Treatment options catering to these injuries are dependent on the presentation of the patient and can include conservative or operative options. In a rather stable nondisplaced fracture, immobilization using casts or splints can achieve appropriate union and favorable outcomes.1,14,15 Of the cases extracted from the literature, 48 (27%) underwent conservative therapy, and all reported favorable outcomes except for 2 cases that presented with refracture (Table 1).1,3-5,7-11,13,15 Similarly, 43 (24%) patients were reported to opt for surgical management, and outcomes reported were all favorable (Table 1).1,2,5,9,10,12,13,15 In our case, open reduction and internal plate fixation of the fracture was the treatment of choice. The paratricipital approach was used to avoid violating the triceps muscle. This provided improved elbow range of motion and decreased chances of postoperative contractures.19 Appropriate fixation of the fracture was achieved at the end of the operation, and the patient made a full recovery, as was the case with the vast majority of the existing cases, where outcomes were generally favorable. To note, it is important during these competitions to take into account the weight and performance levels of the competitors to avoid such injuries. While the risk for injury is inherently present in arm wrestling due to the nature of the sport, ensuring that the competitors involved are of equivalent size and skill may help prevent similar injuries in future events.

Conclusion

Humeral fractures can occur in arm wrestling and can present with prominent pain, weakness, and functional impairment. These fractures often arise due to increased humeral rotational forces during competition, causing the transmission of stress to the distal part of the humerus.
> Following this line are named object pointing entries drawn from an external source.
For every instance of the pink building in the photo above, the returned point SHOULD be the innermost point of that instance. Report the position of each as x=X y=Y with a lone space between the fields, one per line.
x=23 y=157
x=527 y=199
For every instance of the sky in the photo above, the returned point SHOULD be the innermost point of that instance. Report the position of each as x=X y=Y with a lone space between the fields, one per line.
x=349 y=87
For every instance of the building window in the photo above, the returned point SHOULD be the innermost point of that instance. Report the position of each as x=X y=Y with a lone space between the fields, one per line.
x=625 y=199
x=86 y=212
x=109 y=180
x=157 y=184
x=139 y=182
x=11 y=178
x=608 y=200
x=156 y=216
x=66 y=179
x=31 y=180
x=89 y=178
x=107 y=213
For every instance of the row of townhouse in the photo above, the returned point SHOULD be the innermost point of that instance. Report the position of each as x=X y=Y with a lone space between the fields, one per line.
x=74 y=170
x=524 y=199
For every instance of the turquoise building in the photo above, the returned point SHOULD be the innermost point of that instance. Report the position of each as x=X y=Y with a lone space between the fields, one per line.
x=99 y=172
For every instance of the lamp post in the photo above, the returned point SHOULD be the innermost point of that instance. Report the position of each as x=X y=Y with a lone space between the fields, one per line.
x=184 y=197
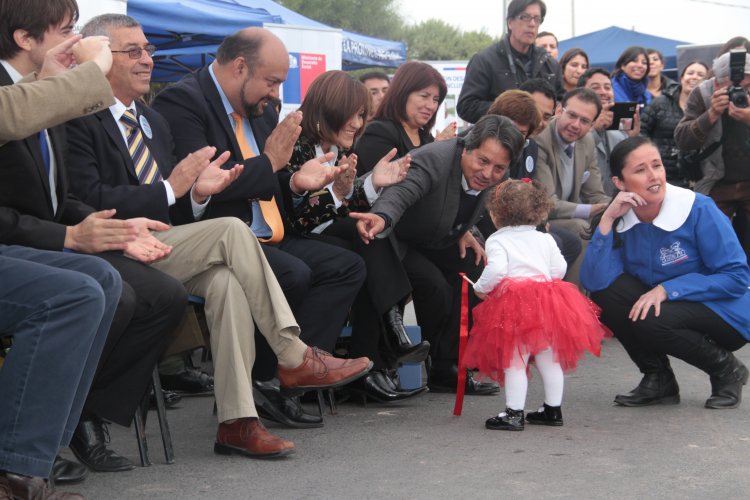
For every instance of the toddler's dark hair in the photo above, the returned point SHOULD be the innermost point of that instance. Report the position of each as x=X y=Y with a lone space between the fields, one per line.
x=519 y=203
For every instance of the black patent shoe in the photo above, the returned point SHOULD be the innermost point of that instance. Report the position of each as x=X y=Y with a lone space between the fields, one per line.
x=654 y=389
x=399 y=347
x=375 y=385
x=447 y=380
x=89 y=445
x=189 y=382
x=509 y=420
x=66 y=471
x=274 y=406
x=545 y=415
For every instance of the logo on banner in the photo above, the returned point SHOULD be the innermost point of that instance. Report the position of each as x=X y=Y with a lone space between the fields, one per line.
x=303 y=69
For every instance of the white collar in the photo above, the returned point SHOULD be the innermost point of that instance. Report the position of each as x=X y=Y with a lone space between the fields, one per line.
x=674 y=211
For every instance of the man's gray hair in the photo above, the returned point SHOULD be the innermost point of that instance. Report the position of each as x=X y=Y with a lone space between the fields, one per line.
x=101 y=25
x=497 y=127
x=721 y=65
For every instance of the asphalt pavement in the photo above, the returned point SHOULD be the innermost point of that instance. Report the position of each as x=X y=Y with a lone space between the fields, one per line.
x=418 y=449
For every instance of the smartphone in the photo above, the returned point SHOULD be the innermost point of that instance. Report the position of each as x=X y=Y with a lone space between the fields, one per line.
x=623 y=113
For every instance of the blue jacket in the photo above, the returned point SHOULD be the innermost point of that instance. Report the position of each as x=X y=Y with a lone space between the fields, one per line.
x=690 y=249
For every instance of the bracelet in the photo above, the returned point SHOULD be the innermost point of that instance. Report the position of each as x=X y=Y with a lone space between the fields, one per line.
x=291 y=188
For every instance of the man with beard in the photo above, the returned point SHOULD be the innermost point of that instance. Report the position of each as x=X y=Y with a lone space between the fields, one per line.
x=230 y=105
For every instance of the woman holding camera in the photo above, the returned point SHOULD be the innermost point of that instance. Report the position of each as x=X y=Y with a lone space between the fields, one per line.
x=659 y=120
x=671 y=278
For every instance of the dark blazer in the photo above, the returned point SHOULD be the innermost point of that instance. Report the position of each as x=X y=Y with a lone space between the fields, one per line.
x=423 y=207
x=26 y=215
x=381 y=136
x=102 y=171
x=196 y=115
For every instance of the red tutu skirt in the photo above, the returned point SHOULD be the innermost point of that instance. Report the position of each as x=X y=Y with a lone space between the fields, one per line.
x=526 y=316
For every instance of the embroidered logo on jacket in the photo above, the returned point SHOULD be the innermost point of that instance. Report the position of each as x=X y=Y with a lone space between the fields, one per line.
x=672 y=255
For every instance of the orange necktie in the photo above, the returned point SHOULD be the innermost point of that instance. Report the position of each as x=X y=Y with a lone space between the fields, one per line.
x=269 y=209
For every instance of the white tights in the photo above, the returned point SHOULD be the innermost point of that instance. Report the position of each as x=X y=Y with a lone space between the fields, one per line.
x=516 y=382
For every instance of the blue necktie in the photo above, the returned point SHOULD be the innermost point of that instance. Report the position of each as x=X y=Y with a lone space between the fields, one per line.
x=44 y=146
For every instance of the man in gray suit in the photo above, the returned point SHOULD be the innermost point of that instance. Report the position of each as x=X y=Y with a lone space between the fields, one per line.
x=429 y=216
x=567 y=164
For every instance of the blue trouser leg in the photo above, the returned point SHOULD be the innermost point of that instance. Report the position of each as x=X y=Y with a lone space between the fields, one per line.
x=58 y=308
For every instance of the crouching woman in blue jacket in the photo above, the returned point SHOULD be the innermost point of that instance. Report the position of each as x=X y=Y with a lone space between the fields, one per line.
x=666 y=268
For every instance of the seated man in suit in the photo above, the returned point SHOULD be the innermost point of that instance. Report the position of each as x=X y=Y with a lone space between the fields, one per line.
x=36 y=211
x=568 y=166
x=230 y=105
x=121 y=157
x=428 y=215
x=57 y=306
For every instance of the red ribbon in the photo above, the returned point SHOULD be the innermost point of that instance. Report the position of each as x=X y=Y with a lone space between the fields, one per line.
x=462 y=339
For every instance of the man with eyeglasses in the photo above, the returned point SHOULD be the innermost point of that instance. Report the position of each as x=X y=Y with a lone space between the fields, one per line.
x=508 y=63
x=568 y=167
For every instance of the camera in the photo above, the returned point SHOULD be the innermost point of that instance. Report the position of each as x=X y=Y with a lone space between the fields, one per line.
x=737 y=94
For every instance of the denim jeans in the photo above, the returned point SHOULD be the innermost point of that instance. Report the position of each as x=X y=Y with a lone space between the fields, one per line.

As such, the most common vignette includes an adult arm wrestler with a spiral fracture in the distal third of the humerus. Arising complications in this setting include radial nerve palsies and the comminution of a medial butterfly fragment. Treatment options include operative and non-operative measures, depending on the characteristics of the injury itself, and prognostic outcomes are often favorable and uneventful.